GD&T Dimensioning
GD&T Dimensioning
(OP)
I would like guidance on when to use direct dimensions as opposed Basic dimensions. For example, say you are starting out with a rectangular part. The part can have complex features but would you use direct coordinate dimensions as opposed to Basic dimensions with profile tolerancing??
I'd appreciate any help anyone can offer.
Thanks,
I'd appreciate any help anyone can offer.
Thanks,





RE: GD&T Dimensioning
Typically profile tolerancing is used when the shape is somewhat complex.
-Dustin
Professional Engineer
Pretty good with SolidWorks
RE: GD&T Dimensioning
Questions like this are better asked in the Drafting Standards, GD&T & Tolerance Analysis forum.

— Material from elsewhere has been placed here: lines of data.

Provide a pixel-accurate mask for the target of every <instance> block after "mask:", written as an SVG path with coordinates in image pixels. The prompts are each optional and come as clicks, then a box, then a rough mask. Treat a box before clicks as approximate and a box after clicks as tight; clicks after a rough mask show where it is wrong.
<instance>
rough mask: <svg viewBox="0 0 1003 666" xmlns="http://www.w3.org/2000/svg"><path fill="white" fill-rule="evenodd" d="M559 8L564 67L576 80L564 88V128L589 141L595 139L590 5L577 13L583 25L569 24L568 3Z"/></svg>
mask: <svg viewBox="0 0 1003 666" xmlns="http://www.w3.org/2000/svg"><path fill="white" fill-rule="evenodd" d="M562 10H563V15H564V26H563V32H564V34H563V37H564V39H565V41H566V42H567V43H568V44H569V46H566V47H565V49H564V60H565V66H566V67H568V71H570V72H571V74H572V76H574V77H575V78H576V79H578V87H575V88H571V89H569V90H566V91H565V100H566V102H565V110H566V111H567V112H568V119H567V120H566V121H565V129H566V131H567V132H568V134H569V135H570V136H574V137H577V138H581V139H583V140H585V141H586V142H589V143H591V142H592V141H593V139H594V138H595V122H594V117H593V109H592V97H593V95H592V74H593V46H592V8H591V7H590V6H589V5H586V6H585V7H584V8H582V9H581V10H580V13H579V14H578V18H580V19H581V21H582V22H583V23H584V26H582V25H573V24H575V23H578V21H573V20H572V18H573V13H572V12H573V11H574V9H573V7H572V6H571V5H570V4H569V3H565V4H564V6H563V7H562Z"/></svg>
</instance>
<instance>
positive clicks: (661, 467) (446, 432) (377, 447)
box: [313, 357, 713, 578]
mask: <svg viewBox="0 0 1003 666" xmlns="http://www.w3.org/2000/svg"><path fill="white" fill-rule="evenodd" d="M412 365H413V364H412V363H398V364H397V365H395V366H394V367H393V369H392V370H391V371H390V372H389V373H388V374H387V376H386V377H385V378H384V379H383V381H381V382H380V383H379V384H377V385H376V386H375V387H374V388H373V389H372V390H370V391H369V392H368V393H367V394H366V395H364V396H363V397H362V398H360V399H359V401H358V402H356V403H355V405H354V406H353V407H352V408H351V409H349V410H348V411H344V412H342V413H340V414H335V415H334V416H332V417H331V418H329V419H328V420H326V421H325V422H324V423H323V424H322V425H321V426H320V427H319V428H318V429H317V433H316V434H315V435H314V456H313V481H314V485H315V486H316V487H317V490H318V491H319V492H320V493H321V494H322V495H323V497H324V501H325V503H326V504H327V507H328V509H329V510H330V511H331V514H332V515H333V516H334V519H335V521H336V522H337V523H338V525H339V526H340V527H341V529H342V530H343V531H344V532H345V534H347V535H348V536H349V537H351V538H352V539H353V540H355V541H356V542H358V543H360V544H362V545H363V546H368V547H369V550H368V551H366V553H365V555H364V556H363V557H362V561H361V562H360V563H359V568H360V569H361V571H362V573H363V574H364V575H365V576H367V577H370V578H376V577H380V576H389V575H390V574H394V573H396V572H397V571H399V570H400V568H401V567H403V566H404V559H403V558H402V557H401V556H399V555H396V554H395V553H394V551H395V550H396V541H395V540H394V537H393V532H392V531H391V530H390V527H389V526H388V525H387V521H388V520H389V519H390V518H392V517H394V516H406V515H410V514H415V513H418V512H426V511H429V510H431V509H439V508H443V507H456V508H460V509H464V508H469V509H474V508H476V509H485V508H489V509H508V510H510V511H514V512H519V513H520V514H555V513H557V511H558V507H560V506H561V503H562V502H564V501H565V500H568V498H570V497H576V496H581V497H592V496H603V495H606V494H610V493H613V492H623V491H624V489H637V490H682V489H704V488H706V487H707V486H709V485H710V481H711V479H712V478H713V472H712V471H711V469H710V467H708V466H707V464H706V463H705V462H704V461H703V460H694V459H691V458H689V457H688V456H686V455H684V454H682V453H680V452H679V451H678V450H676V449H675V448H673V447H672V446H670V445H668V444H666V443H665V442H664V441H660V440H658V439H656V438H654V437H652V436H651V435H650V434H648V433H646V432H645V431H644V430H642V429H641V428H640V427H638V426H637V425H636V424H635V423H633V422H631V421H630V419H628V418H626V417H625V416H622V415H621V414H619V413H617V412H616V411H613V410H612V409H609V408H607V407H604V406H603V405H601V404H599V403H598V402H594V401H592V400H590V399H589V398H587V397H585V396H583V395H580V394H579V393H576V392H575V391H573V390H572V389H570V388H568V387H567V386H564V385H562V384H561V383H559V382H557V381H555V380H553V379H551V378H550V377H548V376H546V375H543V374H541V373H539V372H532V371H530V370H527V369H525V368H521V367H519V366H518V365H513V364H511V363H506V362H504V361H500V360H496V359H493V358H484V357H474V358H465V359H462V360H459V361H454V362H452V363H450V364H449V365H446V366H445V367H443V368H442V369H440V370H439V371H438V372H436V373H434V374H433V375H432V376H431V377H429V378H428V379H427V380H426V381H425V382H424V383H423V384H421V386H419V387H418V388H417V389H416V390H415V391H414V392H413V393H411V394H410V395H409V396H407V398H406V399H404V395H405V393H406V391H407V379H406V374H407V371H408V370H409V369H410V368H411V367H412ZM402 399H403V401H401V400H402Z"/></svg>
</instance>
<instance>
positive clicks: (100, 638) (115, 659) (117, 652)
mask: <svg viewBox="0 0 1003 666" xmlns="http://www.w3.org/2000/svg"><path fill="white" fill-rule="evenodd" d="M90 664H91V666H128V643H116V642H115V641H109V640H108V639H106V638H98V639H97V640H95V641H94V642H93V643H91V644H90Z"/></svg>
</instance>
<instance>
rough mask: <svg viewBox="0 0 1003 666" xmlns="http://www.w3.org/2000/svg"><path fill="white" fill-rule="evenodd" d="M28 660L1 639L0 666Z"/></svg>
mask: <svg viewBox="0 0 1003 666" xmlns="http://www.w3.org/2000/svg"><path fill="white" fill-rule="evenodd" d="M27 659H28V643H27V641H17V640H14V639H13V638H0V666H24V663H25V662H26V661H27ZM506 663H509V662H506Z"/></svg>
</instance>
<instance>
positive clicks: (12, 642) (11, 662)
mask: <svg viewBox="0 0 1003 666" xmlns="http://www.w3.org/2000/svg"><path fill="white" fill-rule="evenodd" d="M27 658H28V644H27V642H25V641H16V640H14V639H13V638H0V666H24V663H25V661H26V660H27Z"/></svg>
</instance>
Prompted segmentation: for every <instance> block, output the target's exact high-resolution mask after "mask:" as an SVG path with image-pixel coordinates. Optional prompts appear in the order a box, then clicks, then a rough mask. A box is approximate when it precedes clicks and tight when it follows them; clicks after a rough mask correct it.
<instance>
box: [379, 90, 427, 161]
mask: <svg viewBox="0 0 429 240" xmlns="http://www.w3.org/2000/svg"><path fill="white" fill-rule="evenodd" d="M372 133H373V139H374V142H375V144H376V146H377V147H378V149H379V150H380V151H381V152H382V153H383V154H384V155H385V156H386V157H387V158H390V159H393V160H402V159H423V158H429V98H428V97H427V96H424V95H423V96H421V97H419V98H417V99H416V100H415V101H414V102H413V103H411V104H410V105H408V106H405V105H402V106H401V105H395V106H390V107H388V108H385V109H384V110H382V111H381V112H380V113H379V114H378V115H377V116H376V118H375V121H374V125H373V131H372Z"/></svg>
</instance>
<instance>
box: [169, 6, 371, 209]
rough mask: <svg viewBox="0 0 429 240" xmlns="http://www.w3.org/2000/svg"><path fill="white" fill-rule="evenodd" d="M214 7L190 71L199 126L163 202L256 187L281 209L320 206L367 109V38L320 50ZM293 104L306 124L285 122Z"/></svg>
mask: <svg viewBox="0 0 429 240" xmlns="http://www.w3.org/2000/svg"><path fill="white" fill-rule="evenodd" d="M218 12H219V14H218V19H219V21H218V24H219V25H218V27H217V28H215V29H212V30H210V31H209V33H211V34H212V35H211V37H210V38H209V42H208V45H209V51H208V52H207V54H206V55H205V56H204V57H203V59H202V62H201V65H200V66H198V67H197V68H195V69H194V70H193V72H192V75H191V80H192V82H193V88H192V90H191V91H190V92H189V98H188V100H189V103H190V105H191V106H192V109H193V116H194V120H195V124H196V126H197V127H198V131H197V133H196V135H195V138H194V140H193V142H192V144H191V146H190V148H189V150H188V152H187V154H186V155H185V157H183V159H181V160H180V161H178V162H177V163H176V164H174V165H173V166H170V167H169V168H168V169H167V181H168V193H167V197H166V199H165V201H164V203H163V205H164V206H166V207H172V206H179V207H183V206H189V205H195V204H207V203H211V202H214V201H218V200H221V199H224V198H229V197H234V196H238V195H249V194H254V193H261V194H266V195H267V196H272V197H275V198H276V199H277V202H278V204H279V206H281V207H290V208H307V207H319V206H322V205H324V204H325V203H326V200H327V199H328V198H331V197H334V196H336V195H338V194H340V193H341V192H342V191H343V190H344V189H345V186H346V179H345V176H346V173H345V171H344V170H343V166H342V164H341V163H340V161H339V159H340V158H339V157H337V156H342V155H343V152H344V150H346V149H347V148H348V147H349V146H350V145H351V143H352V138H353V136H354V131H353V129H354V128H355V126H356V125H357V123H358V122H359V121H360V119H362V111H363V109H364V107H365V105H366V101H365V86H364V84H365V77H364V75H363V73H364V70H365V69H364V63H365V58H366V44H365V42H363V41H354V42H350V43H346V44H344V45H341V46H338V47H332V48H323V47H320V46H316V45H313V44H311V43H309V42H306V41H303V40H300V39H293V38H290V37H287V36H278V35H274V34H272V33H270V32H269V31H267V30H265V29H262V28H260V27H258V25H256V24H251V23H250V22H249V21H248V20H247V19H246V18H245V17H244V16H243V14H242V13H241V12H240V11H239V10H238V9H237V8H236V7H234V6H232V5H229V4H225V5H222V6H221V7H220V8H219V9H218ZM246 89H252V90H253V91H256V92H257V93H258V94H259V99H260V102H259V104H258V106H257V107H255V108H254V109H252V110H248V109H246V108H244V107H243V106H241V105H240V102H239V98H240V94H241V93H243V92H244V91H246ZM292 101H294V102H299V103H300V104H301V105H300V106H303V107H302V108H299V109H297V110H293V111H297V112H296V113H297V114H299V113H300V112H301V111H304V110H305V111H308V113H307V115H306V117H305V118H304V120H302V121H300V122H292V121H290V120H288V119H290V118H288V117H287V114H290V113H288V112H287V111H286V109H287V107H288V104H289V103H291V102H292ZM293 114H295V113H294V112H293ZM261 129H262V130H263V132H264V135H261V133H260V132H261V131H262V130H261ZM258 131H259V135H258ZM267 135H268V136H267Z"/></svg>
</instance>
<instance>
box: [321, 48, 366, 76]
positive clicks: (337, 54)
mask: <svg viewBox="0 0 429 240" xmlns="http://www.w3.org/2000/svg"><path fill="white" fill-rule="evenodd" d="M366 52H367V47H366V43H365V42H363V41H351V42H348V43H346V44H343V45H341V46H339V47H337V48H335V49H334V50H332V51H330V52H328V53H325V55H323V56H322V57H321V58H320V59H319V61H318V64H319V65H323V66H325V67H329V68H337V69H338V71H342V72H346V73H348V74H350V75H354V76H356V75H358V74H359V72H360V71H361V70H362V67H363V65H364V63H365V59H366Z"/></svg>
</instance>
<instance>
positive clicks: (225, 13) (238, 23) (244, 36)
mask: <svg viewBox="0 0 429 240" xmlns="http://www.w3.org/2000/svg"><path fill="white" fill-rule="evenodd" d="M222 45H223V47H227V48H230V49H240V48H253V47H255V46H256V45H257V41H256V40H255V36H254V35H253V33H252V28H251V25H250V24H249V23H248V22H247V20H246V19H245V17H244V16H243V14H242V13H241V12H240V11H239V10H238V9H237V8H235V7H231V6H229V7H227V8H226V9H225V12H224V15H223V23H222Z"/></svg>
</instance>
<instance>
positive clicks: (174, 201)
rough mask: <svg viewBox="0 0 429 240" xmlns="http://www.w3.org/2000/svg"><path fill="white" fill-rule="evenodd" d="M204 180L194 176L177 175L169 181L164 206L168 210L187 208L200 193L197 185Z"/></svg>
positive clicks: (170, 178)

According to ASME Y14.5, the perpendicularity of unspecified but apparently perpedicular features, is controlled by your tolerance note specifying nominal angle tolerances. An angle tolerance of ±1° or ±0.5° is remarkably sloppy over a distance of 10" or 250mm. I am now very reluctant to use ± tolerances to control outlines. They work fine from one well defined edge, but not from two otherwise uncontrolled ones.
Profile tolerances, and their resulting basic dimensions, provide far more control, and less ambiguity on your drawings.
RE: GD&T Dimensioning
It seems to me that the angle and perpendicularity are constrained under the requirements of Rule #1 when using direct dimensioning??
But are you saying that direct dimensioning for example X.XXX +/- .XXX is never appropriate and should now be superseded by Profile of a surface?
Maybe you can expand on that just a bit.
Thanks again for your help
RE: GD&T Dimensioning
This topic gets debated in great depth every now and then over in the GD&T forum, you may want to search there.
Some folks espouse an extreme where almost everything is surface profile or similar GD&T with no +- except maybe on features of size whose location is controlled by position tol.
Some folks go to the other extreme minimizing GD&T except perhaps where there's a 'very tight' tolerance.
To my mind, the optimum is somewhere between the 2 extremes, based on my understanding of 14.5.
What is Engineering anyway: FAQ1088-1484: In layman terms, what is "engineering"?
RE: GD&T Dimensioning
Rule #1 applies to features of size. Strictly speaking, your outline is not a feature of size.
± tolerances are perfectly legal under ASME Y14.5, and the standard explains exactly what they mean. There are lots of situations where they are useful. Without a standard, most tolerances are ambiguous.
The problem with a large rectangular outlines is that you must control angles. Linear ± tolerances control distance and parallelism, only.